Quand on parle de routine dont sont victimes les hommes, mais aussi des femmes qui se négligent et ne séduisent plus, est-ce cela le vrai problème ? S’il en est ainsi, pourquoi la femme amante parait plus séduisante et plus attirante même dans des habits déchirés, des cheveux raides, une peau terne, des yeux fanés …, et tout cela n’est que beauté, simplicité, naturel ?

Que l’on considère que dans le poème d’Aragon, il y a un hymne à la gloire de la femme amante et un autre à la gloire de la femme épouse ou que tout le poème soit un chant lyrique à la gloire de la femme épouse et non à celle de la femme amante, nous serons dans les deux cas devant un paradoxe où l’épouse n’a pas cessé de rester amante.

En effet, comment se fait-il qu’après vingt quatre ans de liaison avec Elsa triolet, son épouse, Louis Aragon compose un recueil intitulé "Les Yeux d’Elsa" dont le poème liminaire, aussi intitulé « Les Yeux d’Elsa », est le plus profond par rapport à ceux sur l’épouse quand elle était encore amante ? (Tes yeux sont si profonds qu'en me penchant pour boire / J’ai vu tous les soleils y venir se mirer…).
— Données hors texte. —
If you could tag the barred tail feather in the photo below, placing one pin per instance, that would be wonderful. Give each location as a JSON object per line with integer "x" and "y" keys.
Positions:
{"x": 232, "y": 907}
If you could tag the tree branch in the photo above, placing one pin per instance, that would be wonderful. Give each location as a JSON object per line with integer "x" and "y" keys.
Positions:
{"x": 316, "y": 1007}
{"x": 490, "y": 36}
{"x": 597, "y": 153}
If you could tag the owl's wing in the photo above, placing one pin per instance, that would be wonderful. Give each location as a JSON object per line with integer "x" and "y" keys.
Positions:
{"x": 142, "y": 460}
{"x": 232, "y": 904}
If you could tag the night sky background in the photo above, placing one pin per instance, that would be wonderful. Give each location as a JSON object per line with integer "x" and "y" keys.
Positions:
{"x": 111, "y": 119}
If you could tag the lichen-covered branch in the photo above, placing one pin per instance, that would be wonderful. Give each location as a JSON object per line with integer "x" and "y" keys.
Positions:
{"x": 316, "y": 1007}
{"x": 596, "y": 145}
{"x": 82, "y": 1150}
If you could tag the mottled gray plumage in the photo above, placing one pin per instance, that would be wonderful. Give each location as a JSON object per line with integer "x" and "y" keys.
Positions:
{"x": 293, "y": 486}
Le malheur, c’est que les épouses dans notre société, qu’elles soient séduisantes ou non, qu’elles soient même chefs-d’œuvre, elles demeurent victimes de cette seconde nature chez les hommes qui sont avec leurs femmes et regardent toutes les femmes : « baissez les yeux, leur disent leurs femmes ».

à Mon très cher ami, Si Abdellatif, le planteur de forêts, avec mes sincères compliments!





 Réponse N°2 23383

sublime !
  Par   Samira Yassine  (CSle 09-06-12 à 19:11



Même si vous ne paraissez pas d'accord avec moi dans ce que j'ai écrit, j'ai adoré votre texte.
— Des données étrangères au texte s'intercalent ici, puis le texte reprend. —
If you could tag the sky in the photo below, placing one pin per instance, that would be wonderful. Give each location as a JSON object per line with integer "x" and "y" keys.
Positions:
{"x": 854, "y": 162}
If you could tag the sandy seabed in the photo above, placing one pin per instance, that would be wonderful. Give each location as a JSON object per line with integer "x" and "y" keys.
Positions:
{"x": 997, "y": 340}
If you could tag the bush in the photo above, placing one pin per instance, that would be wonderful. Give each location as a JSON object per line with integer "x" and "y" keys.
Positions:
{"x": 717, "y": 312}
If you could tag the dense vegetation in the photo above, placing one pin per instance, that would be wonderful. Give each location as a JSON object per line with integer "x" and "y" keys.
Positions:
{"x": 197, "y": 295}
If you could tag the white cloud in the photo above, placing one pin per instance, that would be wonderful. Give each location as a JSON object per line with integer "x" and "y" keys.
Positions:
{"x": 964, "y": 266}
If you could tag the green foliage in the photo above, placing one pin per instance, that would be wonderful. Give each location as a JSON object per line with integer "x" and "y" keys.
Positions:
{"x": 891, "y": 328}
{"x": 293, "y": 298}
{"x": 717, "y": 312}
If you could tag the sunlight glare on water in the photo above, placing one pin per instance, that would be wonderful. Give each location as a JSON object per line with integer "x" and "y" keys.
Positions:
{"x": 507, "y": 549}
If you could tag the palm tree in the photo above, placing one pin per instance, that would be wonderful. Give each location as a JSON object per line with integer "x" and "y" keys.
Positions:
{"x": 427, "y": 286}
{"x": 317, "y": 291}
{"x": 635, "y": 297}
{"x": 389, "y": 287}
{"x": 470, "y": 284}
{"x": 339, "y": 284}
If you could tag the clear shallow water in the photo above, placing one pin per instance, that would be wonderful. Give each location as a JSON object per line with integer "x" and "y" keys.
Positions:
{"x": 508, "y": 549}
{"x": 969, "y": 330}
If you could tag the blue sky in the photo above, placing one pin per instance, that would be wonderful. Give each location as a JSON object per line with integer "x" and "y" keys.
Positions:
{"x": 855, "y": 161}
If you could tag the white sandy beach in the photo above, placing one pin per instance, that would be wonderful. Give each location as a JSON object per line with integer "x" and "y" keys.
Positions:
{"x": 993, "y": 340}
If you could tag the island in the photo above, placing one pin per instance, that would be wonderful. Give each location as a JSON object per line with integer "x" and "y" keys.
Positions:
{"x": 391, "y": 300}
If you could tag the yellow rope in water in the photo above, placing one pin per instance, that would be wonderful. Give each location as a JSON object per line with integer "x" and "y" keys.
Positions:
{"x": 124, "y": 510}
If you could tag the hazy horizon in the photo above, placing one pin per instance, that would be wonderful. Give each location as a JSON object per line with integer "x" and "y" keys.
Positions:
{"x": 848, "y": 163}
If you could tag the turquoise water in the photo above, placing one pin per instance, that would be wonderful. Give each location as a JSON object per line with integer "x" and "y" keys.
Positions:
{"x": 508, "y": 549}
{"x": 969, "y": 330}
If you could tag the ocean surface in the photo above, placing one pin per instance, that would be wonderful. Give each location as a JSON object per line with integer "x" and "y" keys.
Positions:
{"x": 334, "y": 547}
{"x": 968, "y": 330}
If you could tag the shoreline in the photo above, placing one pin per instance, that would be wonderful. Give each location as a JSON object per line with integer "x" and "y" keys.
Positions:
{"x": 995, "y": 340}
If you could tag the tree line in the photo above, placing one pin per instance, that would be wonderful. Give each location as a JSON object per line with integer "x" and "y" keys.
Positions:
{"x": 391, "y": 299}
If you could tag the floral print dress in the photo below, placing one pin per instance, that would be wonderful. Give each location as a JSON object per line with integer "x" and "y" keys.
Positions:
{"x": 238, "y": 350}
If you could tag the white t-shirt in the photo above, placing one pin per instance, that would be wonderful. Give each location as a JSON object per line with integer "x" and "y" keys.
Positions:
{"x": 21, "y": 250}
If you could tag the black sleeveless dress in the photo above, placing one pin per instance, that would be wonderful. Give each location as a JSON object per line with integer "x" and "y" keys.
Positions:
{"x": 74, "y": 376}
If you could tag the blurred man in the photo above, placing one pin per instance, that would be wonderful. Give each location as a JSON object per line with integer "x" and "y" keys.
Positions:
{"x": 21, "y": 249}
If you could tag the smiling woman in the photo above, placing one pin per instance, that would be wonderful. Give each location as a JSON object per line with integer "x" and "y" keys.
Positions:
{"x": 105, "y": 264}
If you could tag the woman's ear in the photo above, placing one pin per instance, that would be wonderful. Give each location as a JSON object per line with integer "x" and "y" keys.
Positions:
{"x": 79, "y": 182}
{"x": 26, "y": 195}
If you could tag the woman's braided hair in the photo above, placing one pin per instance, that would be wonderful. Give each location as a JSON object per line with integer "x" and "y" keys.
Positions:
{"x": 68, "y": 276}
Vous respectez la femme plus que moi qui suis une femme. Certes vous avez raison mais je n'ai pas tort :-)

Mes respects M Jaafari.





 Réponse N°3 23384

Mes chers Boutures!mes amis!
  Par   Jeafari Ahmed  (CSle 09-06-12 à 19:41

Mes chères boutures ( masculins / féminins)

Je vous promets de replanter les boutures dans mon jardin secret!





 Réponse N°4 23387

Sur la chanson
  Par   Dounia Azouz  (Autrele 09-06-12 à 21:38



Elle est magnifique interprétée par Reggiani.
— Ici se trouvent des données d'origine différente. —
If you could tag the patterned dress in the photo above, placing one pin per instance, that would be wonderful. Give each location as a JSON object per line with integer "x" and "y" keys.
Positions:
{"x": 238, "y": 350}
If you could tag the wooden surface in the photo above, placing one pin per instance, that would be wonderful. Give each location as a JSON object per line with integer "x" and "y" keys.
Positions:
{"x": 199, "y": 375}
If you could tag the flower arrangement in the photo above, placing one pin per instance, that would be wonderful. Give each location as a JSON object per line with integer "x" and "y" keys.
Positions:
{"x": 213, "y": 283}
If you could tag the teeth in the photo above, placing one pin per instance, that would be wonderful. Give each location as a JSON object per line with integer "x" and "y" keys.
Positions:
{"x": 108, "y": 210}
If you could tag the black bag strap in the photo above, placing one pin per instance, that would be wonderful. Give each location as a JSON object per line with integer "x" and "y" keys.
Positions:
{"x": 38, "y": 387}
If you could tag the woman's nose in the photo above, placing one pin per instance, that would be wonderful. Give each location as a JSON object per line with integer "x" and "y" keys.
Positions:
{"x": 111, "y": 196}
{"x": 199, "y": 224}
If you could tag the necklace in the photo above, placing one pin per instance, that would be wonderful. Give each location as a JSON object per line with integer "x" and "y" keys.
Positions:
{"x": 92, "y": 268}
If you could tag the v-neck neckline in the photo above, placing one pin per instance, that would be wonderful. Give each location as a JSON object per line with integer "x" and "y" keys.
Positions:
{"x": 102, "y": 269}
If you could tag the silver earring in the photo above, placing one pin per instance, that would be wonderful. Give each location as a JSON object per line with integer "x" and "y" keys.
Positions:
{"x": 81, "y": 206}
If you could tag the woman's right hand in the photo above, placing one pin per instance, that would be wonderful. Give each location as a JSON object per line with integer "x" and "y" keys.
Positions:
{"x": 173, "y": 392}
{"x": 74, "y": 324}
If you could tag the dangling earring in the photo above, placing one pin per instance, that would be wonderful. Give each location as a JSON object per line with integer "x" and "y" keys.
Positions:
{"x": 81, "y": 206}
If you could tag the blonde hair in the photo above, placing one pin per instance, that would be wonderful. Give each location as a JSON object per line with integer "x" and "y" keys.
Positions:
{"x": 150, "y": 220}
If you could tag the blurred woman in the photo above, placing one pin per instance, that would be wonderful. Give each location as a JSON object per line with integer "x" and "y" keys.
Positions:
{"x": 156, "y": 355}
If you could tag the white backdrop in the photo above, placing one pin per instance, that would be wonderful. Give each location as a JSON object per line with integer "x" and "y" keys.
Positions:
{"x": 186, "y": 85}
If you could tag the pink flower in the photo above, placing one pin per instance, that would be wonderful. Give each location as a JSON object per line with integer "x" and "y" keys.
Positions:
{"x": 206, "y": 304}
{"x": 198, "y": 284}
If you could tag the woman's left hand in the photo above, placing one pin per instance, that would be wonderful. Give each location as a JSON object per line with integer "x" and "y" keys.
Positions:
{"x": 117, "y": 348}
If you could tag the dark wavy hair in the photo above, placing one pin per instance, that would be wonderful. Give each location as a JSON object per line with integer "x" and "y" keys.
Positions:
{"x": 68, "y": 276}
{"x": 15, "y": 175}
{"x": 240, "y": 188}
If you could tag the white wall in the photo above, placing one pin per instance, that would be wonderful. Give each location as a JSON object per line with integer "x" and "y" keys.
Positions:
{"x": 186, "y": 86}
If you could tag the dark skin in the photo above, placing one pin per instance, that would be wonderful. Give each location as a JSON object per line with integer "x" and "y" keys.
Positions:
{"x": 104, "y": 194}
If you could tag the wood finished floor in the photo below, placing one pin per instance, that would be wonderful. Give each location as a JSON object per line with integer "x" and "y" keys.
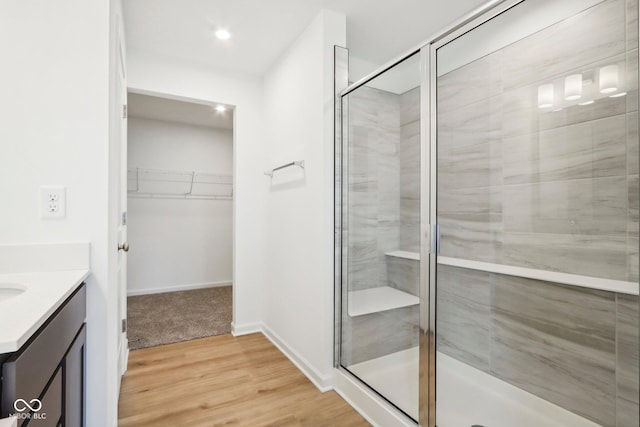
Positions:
{"x": 225, "y": 381}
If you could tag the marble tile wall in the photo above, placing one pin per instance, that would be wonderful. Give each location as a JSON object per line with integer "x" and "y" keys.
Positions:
{"x": 575, "y": 347}
{"x": 551, "y": 190}
{"x": 410, "y": 170}
{"x": 373, "y": 186}
{"x": 378, "y": 334}
{"x": 384, "y": 216}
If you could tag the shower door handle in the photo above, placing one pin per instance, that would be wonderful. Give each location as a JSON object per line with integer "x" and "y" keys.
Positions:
{"x": 434, "y": 246}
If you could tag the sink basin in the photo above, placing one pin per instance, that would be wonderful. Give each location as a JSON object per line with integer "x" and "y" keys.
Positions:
{"x": 10, "y": 290}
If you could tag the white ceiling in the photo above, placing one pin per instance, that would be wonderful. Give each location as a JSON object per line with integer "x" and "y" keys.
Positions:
{"x": 156, "y": 108}
{"x": 377, "y": 30}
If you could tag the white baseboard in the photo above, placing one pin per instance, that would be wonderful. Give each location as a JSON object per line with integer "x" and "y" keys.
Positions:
{"x": 246, "y": 329}
{"x": 175, "y": 288}
{"x": 322, "y": 382}
{"x": 372, "y": 407}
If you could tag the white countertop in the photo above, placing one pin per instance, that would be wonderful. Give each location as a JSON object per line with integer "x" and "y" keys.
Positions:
{"x": 23, "y": 314}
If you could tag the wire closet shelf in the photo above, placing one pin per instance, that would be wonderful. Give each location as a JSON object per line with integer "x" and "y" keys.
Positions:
{"x": 175, "y": 184}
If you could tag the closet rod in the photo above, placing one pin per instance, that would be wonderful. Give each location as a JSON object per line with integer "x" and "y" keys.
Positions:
{"x": 299, "y": 163}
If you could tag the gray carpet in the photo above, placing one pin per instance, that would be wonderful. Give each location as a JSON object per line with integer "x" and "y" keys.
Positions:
{"x": 166, "y": 318}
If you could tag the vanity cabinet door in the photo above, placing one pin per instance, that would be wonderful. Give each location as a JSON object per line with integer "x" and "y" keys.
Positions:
{"x": 51, "y": 412}
{"x": 74, "y": 381}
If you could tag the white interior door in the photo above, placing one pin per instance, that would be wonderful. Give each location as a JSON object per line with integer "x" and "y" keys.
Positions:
{"x": 123, "y": 246}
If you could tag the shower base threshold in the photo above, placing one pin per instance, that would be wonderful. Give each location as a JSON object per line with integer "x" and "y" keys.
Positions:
{"x": 465, "y": 395}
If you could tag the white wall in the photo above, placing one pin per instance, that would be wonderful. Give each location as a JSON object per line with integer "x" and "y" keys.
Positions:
{"x": 154, "y": 75}
{"x": 299, "y": 259}
{"x": 54, "y": 129}
{"x": 178, "y": 243}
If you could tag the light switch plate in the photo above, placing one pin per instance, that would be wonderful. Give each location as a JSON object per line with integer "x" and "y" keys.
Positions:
{"x": 53, "y": 201}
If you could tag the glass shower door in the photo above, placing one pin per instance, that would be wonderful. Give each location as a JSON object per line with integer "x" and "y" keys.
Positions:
{"x": 380, "y": 234}
{"x": 537, "y": 204}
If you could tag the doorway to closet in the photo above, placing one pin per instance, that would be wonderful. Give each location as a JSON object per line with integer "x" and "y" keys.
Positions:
{"x": 180, "y": 200}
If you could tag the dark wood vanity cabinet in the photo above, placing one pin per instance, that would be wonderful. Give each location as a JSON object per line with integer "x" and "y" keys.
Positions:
{"x": 49, "y": 368}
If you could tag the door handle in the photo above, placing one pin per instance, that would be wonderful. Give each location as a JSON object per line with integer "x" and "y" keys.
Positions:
{"x": 435, "y": 239}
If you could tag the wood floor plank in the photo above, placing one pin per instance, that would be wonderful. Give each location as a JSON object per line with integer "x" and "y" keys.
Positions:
{"x": 225, "y": 381}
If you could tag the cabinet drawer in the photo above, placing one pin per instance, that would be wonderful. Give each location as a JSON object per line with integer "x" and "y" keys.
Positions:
{"x": 51, "y": 411}
{"x": 27, "y": 372}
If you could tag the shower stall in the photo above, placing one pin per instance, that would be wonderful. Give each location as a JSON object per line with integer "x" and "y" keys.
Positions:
{"x": 487, "y": 210}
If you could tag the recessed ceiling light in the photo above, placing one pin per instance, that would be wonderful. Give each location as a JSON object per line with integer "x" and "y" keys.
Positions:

Même si elle est dédicacée à notre amie Sarah, je vous dis merci.





 Réponse N°5 23390

Joliment mené!
  Par   Jeafari Ahmed  (CSle 09-06-12 à 23:04



Madame Sarah!

cela démontre une maturité dont sont d'ailleurs capables toutes les femmes, sauf, qu'il faut qu'elles en soient conscientes, qu'elles se prennent en charge, et qu'elles entament le travail de longue haleine, celui de rééduquer leurs maris.

C'est à elles de les psychanaliser de leur faire accepter cette image maternelle ( toute femme incarne la maman ) provocatrice de désir , non pas incestueux, mais licitement .

Le désir de la femme est empreint de cette affection alos que l'homme le transgresse par sa virilité, brutale qui n'est en réalité qu'un mécanisme d'autodéfence maladroite!

Les hommes qui ont découvert et réussi une relation conjugale, c'est forcément grâce à la perspicacité de leurs femmes!

J'en témoigne à titre personnel!





 Réponse N°6 23394

Ne vous en faites pas!
  Par   Jeafari Ahmed  (CSle 09-06-12 à 23:18



Ils sont tapis dans l'ombre, et ils se demandent par où, ils doivent commencer la dégustation!

Ce qui manque c'est la vivacité de M. Dkhissi, et M. Fatih .

Mais peut-être qu'en parlant de Mdamma, Madame Aziz, était invitée aà un mariage! c'est la saison des amantes qui vont se transformer en épouses!